Image Warping and Mosaicing

Jacob Huynh
CS 194-26: Image Manipulation and Computational Photography
Professor Alexei Efros

Overview

The goal of this assignment is to get your hands dirty in different aspects of image warping with a “cool” application -- image mosaicing. You will take two or more photographs and create an image mosaic by registering, projective warping, resampling, and compositing them. Along the way, you will learn how to compute homographies, and how to use them to warp images. The steps of the assignment are: Shoot and digitize pictures (20 pts) Recover homographies (20 pts) Warp the images (20 pts) [produce at least two examples of rectified images] Blend images into a mosaic (20 pts, 10 of which are for linear blending) [show source images and results for three mosaics.] optional Bells and Whistles (up to 20 pts, combined from Parts A and B)

Shooting the Pictures

I took pictures on my iPhone 8 and digitized them by using scipy.misc.imread(imname).

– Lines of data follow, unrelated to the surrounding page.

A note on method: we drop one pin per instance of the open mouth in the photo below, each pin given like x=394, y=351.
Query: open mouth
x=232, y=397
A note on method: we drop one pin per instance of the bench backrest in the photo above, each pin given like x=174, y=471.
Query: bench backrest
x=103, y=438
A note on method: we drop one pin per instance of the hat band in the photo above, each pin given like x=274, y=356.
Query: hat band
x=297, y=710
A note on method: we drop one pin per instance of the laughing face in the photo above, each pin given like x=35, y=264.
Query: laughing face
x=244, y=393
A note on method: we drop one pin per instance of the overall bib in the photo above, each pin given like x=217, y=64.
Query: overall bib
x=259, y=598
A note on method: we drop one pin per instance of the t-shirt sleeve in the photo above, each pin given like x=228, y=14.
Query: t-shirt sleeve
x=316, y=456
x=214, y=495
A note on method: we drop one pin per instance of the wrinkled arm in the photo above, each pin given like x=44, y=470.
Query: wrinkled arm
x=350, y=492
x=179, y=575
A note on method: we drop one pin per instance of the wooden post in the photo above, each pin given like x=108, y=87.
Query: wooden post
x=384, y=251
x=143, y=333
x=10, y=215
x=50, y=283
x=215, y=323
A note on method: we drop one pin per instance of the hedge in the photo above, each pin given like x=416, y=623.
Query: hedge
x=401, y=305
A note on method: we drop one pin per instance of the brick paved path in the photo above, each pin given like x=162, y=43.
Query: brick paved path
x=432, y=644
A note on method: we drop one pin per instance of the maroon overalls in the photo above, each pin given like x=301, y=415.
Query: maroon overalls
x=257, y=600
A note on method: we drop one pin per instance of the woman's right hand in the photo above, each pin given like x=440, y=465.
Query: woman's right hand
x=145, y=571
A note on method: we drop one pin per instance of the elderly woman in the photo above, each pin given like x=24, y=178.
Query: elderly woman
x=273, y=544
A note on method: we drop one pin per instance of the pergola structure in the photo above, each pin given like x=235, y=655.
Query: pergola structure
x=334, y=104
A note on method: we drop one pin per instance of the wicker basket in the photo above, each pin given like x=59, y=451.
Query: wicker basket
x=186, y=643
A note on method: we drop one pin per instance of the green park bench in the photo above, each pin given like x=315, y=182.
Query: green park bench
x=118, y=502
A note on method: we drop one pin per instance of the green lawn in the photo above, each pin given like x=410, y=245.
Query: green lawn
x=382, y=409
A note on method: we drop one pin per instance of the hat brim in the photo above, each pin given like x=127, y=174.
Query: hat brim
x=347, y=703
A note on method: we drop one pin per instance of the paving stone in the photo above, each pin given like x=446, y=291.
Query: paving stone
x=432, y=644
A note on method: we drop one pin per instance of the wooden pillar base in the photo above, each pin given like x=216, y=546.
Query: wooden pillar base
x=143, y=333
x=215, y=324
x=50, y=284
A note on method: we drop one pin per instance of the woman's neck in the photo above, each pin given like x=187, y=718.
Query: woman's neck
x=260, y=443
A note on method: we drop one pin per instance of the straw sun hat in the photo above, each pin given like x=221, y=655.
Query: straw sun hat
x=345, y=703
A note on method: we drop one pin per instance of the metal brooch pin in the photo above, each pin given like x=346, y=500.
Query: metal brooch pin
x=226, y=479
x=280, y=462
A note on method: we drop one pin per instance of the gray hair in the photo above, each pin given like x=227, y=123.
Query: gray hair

I made sure to overlap my field of view a lot in order for the blending to more seamless. The first set of pictures are for the rectification process. I made sure to take a picture of a rectangular object in a slanted view so that the rectification effect is more pronounced. The other 3 set of pictures are for the mosaics.


Recovering Homographies

In order to find the homography matrix, we use the matrix formula as was seen in lecture. For part A of the project, we defined the correspondences in the images manually. However, in part B we will be defining correspondences automatically.


Warp the Images and Image Rectification

Once we find the the homography matrix H, we utilize the warp function skimage.transform.warp to warp the image into a rectangle as defined by the corners of the image in order to achieve frontal-parallel rectification.


Original

Rectified

Original

Rectified

Blend the Images into a Mosaic

To blend the images into a mosaic, I utilized two different methods of blending: naive blending and alpha blending. For both methods of blending, the first step was to stitch the images together by simply warping the images together, utilizing the very same technique as in the previous section. The distinction in naive blending and alpha blending comes in the way we handle the overlapping pixels in the warped images. For naive blending, got the point by simply averaging the two pixels of the image, while in alpha blending, we use a gradient to feather the blending, to create a more seamless blend.

Naive Blending


Stitched


Original Left

Original Right


Stitched


Original Left

Original Right


Stitched


Original Left

Original Right

Alpha Blending


Stitched


Original Left

Original Right


Stitched


Original Left

Original Right


Stitched


Original Left

Original Right

What I Learned

The coolest thing I learned was image rectification. It's amazing that with just four corresponding points we can completely alter the perspective of an image to reveal completely new information.